SLF4J: Found binding in [jar:file:/hadoop/yarn/nm-local-dir/usercache/root/filecache/10/libjars/avro-tools-1.8.2.jar!/org/slf4j/impl/StaticLoggerBinder.class]
SLF4J: Found binding in [jar:file:/usr/lib/hadoop/lib/slf4j-log4j12-1.7.25.jar!/org/slf4j/impl/StaticLoggerBinder.class]
SLF4J: See http://www.slf4j.org/codes.html#multiple_bindings for an explanation.
SLF4J: Actual binding is of type [org.slf4j.impl.Log4jLoggerFactory]
The issue could be in different Avro versions in Dataproc's Hadoop (Avro 1.7.7) and Sqoop 1.4.7 (Avro 1.8.1).

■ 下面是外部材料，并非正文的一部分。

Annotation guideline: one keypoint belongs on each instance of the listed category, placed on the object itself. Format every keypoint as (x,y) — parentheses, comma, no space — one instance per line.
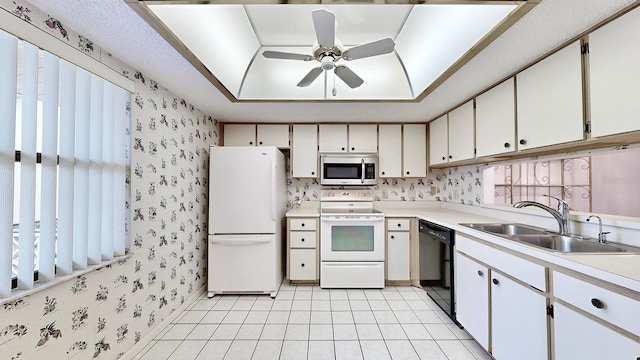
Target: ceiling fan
(328,52)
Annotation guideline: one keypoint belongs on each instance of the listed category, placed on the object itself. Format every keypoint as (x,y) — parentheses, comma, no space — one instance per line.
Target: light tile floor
(307,322)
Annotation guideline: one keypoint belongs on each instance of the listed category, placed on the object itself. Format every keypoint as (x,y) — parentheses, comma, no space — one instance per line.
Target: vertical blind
(62,166)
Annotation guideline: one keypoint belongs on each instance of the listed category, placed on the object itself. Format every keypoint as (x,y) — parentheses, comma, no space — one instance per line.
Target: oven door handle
(351,221)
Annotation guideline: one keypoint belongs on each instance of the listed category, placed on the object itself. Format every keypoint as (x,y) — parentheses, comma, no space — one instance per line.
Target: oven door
(352,238)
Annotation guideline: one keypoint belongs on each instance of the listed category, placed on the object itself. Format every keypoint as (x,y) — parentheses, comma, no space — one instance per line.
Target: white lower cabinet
(518,320)
(578,337)
(508,317)
(472,292)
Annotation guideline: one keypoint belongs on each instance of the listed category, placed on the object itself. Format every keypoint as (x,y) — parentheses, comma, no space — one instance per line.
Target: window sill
(18,293)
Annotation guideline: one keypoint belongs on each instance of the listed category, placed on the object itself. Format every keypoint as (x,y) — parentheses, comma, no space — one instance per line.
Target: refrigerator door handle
(273,193)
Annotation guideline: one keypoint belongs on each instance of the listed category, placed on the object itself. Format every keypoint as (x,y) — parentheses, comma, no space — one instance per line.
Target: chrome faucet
(602,236)
(561,215)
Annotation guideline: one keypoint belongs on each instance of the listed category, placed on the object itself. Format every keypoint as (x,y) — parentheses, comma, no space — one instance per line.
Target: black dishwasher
(437,246)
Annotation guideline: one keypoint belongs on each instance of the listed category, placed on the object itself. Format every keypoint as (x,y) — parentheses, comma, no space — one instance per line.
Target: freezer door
(243,193)
(244,263)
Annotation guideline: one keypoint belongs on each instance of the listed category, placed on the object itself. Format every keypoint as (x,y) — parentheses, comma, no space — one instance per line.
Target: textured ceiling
(114,26)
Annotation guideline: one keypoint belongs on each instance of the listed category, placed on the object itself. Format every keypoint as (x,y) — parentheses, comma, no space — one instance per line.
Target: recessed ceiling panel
(436,36)
(220,36)
(278,25)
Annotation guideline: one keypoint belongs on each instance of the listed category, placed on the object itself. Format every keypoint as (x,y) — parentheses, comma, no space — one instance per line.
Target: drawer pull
(597,303)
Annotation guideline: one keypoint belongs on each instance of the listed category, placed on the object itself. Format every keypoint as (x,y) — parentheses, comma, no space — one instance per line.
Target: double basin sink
(551,241)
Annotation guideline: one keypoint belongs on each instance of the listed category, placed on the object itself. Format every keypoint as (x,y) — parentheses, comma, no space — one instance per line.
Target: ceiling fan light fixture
(328,62)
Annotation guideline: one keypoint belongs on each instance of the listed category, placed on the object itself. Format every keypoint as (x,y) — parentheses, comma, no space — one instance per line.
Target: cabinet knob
(597,303)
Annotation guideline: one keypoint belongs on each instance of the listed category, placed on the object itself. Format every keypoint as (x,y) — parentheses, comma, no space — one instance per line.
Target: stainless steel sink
(507,229)
(567,244)
(551,241)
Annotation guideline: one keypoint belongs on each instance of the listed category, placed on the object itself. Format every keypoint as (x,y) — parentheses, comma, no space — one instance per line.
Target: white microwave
(339,170)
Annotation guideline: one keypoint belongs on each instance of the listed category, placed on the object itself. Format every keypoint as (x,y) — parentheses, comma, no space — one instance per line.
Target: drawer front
(612,307)
(302,224)
(398,224)
(306,239)
(523,270)
(302,264)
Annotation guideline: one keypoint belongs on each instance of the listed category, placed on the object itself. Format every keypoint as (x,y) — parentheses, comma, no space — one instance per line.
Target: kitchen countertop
(619,269)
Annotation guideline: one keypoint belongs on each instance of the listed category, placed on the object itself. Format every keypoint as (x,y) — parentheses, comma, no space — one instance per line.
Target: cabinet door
(333,138)
(390,151)
(518,320)
(398,255)
(273,135)
(461,132)
(472,298)
(615,76)
(496,120)
(439,141)
(549,96)
(578,337)
(239,135)
(414,150)
(304,152)
(363,138)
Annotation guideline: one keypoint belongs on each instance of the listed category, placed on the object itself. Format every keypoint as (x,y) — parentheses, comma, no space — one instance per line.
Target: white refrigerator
(247,204)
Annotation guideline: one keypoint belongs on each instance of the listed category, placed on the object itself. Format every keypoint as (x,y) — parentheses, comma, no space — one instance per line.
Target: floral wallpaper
(104,313)
(461,185)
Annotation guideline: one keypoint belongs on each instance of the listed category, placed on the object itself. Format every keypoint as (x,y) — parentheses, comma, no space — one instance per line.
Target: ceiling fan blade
(379,47)
(325,24)
(348,76)
(287,56)
(308,79)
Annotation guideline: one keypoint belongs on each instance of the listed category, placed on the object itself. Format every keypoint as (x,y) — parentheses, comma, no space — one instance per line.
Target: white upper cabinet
(439,141)
(615,76)
(461,132)
(496,120)
(549,100)
(414,150)
(239,135)
(304,151)
(390,151)
(363,138)
(273,135)
(333,138)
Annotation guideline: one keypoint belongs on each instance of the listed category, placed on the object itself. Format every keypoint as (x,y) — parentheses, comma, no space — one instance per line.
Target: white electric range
(352,248)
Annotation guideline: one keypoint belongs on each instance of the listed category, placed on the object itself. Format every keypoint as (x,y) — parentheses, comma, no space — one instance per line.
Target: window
(62,166)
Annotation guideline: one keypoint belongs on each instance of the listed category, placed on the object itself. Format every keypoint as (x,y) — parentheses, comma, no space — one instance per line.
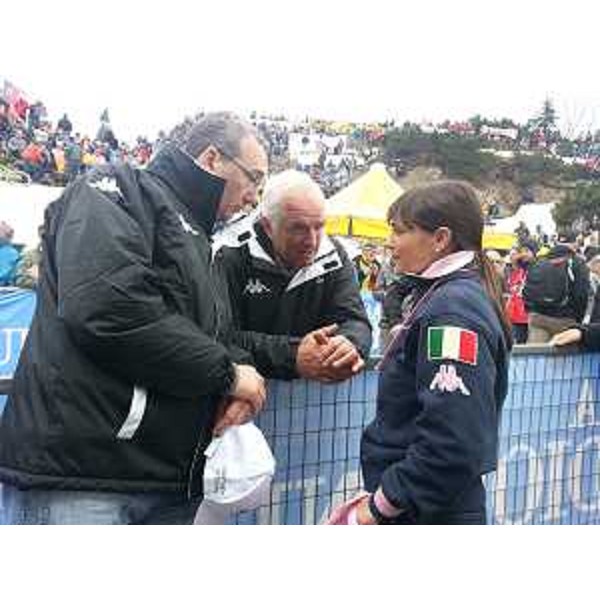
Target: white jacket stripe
(136,414)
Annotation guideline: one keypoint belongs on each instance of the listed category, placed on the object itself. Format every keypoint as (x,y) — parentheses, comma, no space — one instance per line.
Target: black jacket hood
(200,191)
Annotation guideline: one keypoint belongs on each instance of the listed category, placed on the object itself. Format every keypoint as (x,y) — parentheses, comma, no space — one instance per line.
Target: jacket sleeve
(591,336)
(456,427)
(110,299)
(581,288)
(273,355)
(345,307)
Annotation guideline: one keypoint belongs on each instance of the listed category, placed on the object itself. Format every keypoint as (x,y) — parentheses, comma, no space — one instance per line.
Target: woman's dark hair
(453,204)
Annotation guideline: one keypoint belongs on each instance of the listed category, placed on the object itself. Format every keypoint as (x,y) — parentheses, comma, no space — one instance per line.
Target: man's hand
(249,386)
(564,338)
(327,357)
(245,401)
(233,411)
(341,357)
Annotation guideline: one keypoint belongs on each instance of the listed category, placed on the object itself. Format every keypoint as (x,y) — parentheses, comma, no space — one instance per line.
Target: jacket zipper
(202,433)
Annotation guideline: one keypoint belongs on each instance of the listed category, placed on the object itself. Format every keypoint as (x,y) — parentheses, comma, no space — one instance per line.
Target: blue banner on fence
(548,470)
(16,311)
(373,308)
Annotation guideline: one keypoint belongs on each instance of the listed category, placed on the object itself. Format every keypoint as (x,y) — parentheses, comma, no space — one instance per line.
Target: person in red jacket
(515,305)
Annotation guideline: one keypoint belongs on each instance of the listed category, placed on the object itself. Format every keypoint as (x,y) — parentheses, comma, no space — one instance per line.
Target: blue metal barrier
(549,444)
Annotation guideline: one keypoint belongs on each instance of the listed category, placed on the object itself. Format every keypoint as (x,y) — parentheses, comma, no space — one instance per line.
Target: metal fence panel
(549,444)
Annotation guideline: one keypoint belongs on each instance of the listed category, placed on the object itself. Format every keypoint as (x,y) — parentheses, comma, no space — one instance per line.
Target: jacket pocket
(137,409)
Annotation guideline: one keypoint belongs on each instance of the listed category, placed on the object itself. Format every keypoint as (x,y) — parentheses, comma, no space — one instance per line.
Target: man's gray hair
(281,186)
(224,130)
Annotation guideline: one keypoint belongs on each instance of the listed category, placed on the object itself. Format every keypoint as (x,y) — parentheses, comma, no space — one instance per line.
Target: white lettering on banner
(533,490)
(280,499)
(576,477)
(11,350)
(584,413)
(556,470)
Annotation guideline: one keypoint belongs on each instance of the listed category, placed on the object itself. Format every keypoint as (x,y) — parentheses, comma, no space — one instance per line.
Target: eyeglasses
(254,175)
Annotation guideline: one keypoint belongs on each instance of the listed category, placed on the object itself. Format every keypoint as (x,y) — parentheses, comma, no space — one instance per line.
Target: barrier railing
(549,443)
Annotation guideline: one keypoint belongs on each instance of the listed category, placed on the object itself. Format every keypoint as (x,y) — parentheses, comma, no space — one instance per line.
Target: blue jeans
(58,507)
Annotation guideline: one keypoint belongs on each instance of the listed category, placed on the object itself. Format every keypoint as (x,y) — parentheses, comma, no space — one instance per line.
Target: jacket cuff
(384,506)
(232,377)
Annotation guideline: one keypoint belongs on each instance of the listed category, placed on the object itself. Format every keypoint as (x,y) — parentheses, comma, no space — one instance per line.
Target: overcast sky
(423,60)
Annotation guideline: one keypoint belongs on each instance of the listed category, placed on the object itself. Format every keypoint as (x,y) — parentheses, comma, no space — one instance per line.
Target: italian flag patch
(453,343)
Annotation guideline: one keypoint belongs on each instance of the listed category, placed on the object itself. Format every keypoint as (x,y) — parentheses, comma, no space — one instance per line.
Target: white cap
(238,471)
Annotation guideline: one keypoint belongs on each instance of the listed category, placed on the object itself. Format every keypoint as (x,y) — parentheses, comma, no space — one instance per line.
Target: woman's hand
(564,338)
(363,514)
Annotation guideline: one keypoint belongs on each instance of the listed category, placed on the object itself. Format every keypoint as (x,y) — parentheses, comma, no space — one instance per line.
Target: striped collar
(447,265)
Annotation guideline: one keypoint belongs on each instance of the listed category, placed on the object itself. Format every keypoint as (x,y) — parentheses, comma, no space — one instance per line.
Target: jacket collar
(446,266)
(197,189)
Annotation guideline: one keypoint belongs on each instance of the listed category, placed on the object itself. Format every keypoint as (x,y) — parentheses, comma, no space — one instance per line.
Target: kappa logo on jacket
(255,287)
(107,185)
(448,380)
(186,226)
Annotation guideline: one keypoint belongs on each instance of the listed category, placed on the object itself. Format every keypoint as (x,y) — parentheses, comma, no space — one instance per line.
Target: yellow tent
(498,241)
(360,209)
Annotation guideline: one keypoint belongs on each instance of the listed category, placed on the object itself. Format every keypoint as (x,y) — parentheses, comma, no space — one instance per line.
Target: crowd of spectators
(54,153)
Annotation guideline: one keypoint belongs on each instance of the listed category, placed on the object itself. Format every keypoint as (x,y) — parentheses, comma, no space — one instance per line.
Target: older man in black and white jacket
(292,289)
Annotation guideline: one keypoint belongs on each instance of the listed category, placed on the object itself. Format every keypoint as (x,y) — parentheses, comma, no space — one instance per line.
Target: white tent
(532,215)
(22,207)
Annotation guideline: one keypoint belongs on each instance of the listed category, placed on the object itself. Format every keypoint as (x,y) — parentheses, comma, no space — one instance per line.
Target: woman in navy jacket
(444,376)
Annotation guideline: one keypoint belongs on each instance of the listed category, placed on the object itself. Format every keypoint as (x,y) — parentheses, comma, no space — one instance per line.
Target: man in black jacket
(124,375)
(556,291)
(286,279)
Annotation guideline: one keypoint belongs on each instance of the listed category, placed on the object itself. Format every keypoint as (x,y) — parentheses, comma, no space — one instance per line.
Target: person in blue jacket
(9,256)
(443,378)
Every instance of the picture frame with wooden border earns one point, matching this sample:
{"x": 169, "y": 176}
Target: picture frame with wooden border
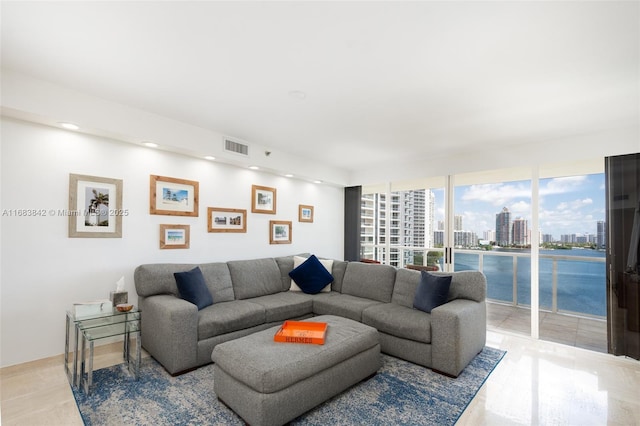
{"x": 279, "y": 232}
{"x": 305, "y": 213}
{"x": 226, "y": 220}
{"x": 174, "y": 236}
{"x": 263, "y": 199}
{"x": 95, "y": 207}
{"x": 173, "y": 196}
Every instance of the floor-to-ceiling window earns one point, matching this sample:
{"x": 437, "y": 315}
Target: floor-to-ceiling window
{"x": 403, "y": 223}
{"x": 492, "y": 233}
{"x": 534, "y": 232}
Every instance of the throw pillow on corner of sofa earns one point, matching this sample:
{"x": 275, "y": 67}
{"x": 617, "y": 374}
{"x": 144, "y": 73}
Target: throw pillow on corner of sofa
{"x": 432, "y": 291}
{"x": 193, "y": 288}
{"x": 311, "y": 276}
{"x": 299, "y": 260}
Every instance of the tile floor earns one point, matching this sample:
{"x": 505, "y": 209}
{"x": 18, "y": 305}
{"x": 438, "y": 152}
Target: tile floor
{"x": 582, "y": 332}
{"x": 538, "y": 382}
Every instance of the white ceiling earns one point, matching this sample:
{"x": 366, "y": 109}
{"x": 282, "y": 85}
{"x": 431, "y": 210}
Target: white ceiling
{"x": 399, "y": 81}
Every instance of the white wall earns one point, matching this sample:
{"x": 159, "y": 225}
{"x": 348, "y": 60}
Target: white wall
{"x": 43, "y": 271}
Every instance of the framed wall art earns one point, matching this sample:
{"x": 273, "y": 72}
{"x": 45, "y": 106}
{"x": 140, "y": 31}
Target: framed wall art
{"x": 305, "y": 213}
{"x": 174, "y": 236}
{"x": 279, "y": 232}
{"x": 226, "y": 220}
{"x": 95, "y": 207}
{"x": 263, "y": 199}
{"x": 172, "y": 196}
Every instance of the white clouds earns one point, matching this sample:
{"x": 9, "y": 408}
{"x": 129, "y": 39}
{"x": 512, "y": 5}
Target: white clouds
{"x": 562, "y": 185}
{"x": 568, "y": 205}
{"x": 497, "y": 194}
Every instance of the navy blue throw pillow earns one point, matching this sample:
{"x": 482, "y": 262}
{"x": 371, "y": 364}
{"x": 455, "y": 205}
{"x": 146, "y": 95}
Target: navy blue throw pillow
{"x": 193, "y": 287}
{"x": 432, "y": 291}
{"x": 311, "y": 276}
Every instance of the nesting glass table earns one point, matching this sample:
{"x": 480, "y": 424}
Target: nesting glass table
{"x": 85, "y": 330}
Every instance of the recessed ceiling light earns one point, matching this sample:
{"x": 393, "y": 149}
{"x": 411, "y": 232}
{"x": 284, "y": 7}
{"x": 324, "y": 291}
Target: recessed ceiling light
{"x": 69, "y": 126}
{"x": 297, "y": 94}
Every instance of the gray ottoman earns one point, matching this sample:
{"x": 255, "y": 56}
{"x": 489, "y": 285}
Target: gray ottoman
{"x": 271, "y": 383}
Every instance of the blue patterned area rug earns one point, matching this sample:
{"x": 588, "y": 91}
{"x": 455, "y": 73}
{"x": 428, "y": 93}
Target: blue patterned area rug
{"x": 401, "y": 393}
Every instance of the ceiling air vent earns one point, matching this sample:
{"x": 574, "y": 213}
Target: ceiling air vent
{"x": 236, "y": 147}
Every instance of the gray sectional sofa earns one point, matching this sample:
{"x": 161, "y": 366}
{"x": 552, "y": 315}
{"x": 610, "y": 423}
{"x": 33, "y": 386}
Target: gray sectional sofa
{"x": 252, "y": 295}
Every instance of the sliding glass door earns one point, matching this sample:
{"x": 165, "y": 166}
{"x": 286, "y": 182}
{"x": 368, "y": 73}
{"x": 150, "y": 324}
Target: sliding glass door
{"x": 538, "y": 235}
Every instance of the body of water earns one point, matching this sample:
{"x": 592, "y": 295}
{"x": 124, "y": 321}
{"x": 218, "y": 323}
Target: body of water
{"x": 581, "y": 284}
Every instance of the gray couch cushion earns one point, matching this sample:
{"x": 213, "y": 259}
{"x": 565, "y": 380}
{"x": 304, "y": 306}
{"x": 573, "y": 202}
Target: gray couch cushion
{"x": 343, "y": 305}
{"x": 218, "y": 281}
{"x": 399, "y": 321}
{"x": 285, "y": 305}
{"x": 158, "y": 278}
{"x": 470, "y": 285}
{"x": 225, "y": 317}
{"x": 276, "y": 366}
{"x": 372, "y": 281}
{"x": 404, "y": 290}
{"x": 256, "y": 277}
{"x": 285, "y": 264}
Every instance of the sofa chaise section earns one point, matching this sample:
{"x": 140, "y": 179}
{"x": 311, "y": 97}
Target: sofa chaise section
{"x": 447, "y": 338}
{"x": 253, "y": 295}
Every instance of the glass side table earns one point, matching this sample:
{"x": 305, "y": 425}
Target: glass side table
{"x": 95, "y": 327}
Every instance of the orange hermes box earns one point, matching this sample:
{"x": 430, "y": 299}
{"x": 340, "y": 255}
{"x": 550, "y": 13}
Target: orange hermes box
{"x": 301, "y": 332}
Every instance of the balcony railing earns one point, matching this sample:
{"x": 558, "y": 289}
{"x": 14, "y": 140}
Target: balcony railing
{"x": 567, "y": 283}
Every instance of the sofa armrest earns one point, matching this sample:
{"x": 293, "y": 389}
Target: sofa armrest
{"x": 458, "y": 334}
{"x": 170, "y": 331}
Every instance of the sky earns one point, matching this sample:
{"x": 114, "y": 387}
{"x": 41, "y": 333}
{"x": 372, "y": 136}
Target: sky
{"x": 569, "y": 205}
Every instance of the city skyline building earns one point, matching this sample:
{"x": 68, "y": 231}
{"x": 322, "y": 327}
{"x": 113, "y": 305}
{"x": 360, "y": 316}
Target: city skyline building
{"x": 503, "y": 227}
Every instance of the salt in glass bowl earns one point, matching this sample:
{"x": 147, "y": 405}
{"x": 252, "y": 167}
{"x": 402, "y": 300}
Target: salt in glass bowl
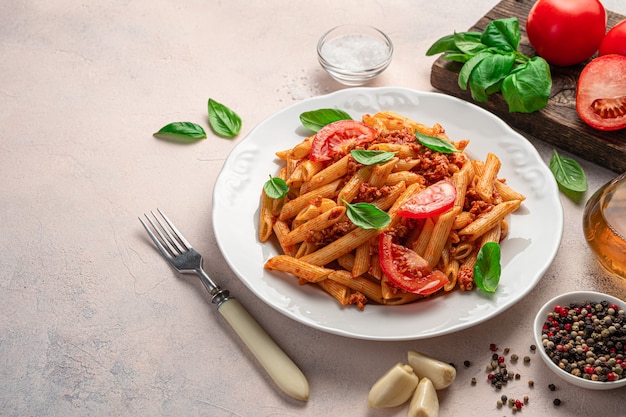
{"x": 354, "y": 54}
{"x": 564, "y": 300}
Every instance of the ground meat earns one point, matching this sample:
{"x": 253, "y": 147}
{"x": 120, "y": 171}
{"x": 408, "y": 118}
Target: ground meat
{"x": 368, "y": 193}
{"x": 434, "y": 166}
{"x": 358, "y": 299}
{"x": 401, "y": 136}
{"x": 475, "y": 204}
{"x": 465, "y": 278}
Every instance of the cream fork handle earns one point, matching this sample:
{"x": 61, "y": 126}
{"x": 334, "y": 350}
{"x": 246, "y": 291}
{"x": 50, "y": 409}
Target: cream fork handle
{"x": 278, "y": 365}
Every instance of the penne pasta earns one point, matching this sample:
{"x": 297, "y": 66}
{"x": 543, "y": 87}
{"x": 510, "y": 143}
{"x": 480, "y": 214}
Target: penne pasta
{"x": 297, "y": 267}
{"x": 488, "y": 220}
{"x": 317, "y": 223}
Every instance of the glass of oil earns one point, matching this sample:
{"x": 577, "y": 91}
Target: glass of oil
{"x": 604, "y": 224}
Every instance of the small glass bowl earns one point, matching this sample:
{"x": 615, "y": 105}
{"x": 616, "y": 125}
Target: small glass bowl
{"x": 354, "y": 54}
{"x": 564, "y": 300}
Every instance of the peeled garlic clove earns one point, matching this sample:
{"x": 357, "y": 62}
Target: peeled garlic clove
{"x": 393, "y": 388}
{"x": 424, "y": 402}
{"x": 440, "y": 373}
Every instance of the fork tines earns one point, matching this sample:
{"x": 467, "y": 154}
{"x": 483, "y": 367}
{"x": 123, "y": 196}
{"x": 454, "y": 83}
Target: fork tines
{"x": 165, "y": 235}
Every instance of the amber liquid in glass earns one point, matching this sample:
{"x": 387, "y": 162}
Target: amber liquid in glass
{"x": 604, "y": 224}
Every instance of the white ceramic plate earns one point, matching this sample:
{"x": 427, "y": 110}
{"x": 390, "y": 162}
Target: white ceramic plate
{"x": 534, "y": 236}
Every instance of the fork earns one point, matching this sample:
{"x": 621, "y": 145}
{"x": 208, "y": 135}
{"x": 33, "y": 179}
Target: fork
{"x": 185, "y": 259}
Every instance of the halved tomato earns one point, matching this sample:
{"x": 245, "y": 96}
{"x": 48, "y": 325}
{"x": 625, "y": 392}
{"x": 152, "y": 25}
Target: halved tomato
{"x": 601, "y": 93}
{"x": 406, "y": 269}
{"x": 431, "y": 201}
{"x": 339, "y": 138}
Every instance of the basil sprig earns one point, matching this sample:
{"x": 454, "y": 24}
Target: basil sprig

You may want to try to downgrade Sqoop to 1.4.6 that depends on Avro 1.7 and use avro-tools-1.7.7.jar
during job submission.
Edited:
To resolve class-loading issue, you need to set mapreduce.job.classloader=true
when submitting Dataproc job:
gcloud dataproc jobs submit hadoop --cluster=<CLUSTER_NAME> \
--class=org.apache.sqoop.Sqoop \
--jars=gs://<BUCKET>/sqoop-1.4.7-hadoop260.jar \
--properties=mapreduce.job.classloader=true \
-- \
. . .
这篇关于Dataproc上的Sqoop无法将数据导出为Avro格式的文章就介绍到这了,希望我们推荐的答案对大家有所帮助,也希望大家多多支持IT屋!